I'm assuming your stack looks like mine: gevent has monkey patched everything.
1. fork'ing just doesn't work properly; something about the event loop in the child hangs.
2. You can't easily spawn an honest to god hardware thread anymore. (Since the typical call is monkey patched!) Yes, you can get the original threading module by getting it out of gevents hands, but…
3. …it doesn't compose well. Libraries, in order for gevent to play nice, need special "if gevent then …" sections.
No need for forking or threads, that's the point of async. Yeah there's limitations when CPU bound, but that's python. Fire up a few processes and load balance.
#3 hasn't been an issue for us, monkey patching works well. We've switched to pure python versions of a few libraries. When not available use a pool of instances.
The problem is with some specific features like select.epoll. gevent doesn't support that and will break such code. This includes socketio libraries - we use third party tools like pusher.com and all of them break with python 3.
E.g. https://github.com/benoitc/gunicorn/issues/1494
Gevent explicitly says :
"Given that epoll is more sophisticated than select or poll (e.g., support for edge triggered and level triggered events), I don't know if we can emulate that close enough with the capabilities that libev exposes (we'd need to pass the stdlib tests when monkey-patched), and I don't know what the performance characteristics would be (and if the subtle differences would break apps) "
I don't see a path forward for gevent with these issues in place.
Of course you need threads even with async. When you code blocks for CPU reasons, like handling a heavy HTTP request with lots of calculations, you don't want to stop serving other requests.

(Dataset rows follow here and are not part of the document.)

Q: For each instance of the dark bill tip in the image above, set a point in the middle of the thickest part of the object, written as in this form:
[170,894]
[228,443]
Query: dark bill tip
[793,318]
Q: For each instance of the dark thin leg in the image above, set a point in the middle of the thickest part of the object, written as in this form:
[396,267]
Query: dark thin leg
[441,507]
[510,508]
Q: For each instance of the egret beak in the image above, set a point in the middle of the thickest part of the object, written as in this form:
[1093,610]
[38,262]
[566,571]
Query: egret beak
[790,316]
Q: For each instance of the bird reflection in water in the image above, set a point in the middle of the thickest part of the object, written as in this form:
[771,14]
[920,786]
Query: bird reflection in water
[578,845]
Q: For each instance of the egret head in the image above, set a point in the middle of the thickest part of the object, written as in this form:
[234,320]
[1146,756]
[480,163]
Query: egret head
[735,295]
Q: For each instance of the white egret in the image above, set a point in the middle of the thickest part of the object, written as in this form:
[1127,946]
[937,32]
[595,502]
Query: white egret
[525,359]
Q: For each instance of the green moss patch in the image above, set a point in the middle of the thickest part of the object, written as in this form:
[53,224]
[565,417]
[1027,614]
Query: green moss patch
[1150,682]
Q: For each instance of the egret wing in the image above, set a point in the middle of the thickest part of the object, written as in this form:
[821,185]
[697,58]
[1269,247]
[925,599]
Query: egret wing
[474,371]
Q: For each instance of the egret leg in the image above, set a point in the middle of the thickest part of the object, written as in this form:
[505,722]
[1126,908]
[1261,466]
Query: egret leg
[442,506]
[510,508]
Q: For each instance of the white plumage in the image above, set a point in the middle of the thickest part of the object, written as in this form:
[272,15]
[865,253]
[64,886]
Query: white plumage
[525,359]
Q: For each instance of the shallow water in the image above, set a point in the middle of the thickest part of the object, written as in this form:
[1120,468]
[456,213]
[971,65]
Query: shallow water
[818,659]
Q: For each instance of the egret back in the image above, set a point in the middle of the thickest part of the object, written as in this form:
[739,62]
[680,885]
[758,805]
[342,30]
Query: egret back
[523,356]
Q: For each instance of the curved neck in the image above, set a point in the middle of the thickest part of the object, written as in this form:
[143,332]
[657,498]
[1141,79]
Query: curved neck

It depends. If the calculation can be split into nice chunks you can throw in some gevent.sleep(0) to prevent them from hogging the process. We use python for handling web requests, anything heavy tends to be handed off to another process. It's rare for us but yeah, sometimes you need threads.
First, forking is "firing up a few processes". Yes, you can do that prior to launching your process, and then let gevent just have the process, but you have to be able to do that, and it just doesn't make sense in all contexts. This is what I meant by gevent fights composability.
> or threads
There's a limit to what a single CPU can do, and eventually multiple hardware threads can buy you actual tangible results.
> Yeah there's limitations when CPU bound, but that's python.
My point being that it's very difficult to get to CPU bound when your greenlet library prevents you from taking advantage of threads or processes. "but that's python" implies to me that you think Python is hamstrung to a single thread, and that's not the case: Python is quite capable of not only hardware threads, but performing computation on hardware threads in parallel, simply because not all of my code is in Python. Sometimes, a component knows it needs an honest-to-god HW thread, and the monkey patching fights that.
HW threads additionally lets you run multiple-long running computations; even if they're mutually bound to a single CPU, preemptive multitasking at the OS level (and Python's interpreter occasionally releasing the GIL) will ensure they all get time. In a cooperative greenlet, if you do not yield, you starve the other threads. A library making a long running computation again needs intimate knowledge that at the higher level, greenlets are in use: this breaks layers and mixes responsibilities (greenlets) in where it doesn't belong (some library calculating a thing). Greenlets do not compose.
> We've switched to pure python versions of a few libraries.
And you pretty much have to; if the library called out to C, it would block. But this fights good engineering practices: you can't just implement your library once in the language of choice, and then bind it into another language.
> When not available use a pool of instances.
This depends on what the library does; a "pool" does not necessarily save you. For example, if the library blocks, you need a threadpool (a real one) to process inputs to it.
Libraries exposing an event loop, perhaps with some basic primitives, have a hope of communicating across things like language barriers.
Excellent points, thanks for the thoughtful response. I suppose it depends on the use case and certainly there are limits to gevent, but for our use case--serving and routing web requests, they rarely come up and are easily worked around. In some cases these pain points can be avoided by only patching the libraries you need rather than monkey.patch_all(), other times we can just spawn another process to do the work. I can appreciate that there are workloads where asyncio is better suited than gevent, but gevent is just so easy.
We communicate across languages quite a bit using sockets. A given system may have 20 processes that communicate with each other and the outside world. Most but not all of the python processes use gevent. Composing software with sockets scales well and avoids compatibility issues. It's rare for our python processes to be cpu (or core) bound, but it's easy to be IO bound and that's what gevent solves.
1. fork'ing just doesn't work properly; something about the event loop in the child hangs.
2. You can't easily spawn an honest to god hardware thread anymore. (Since the typical call is monkey patched!) Yes, you can get the original threading module by getting it out of gevents hands, but…
3. …it doesn't compose well. Libraries, in order for gevent to play nice, need special "if gevent then …" sections.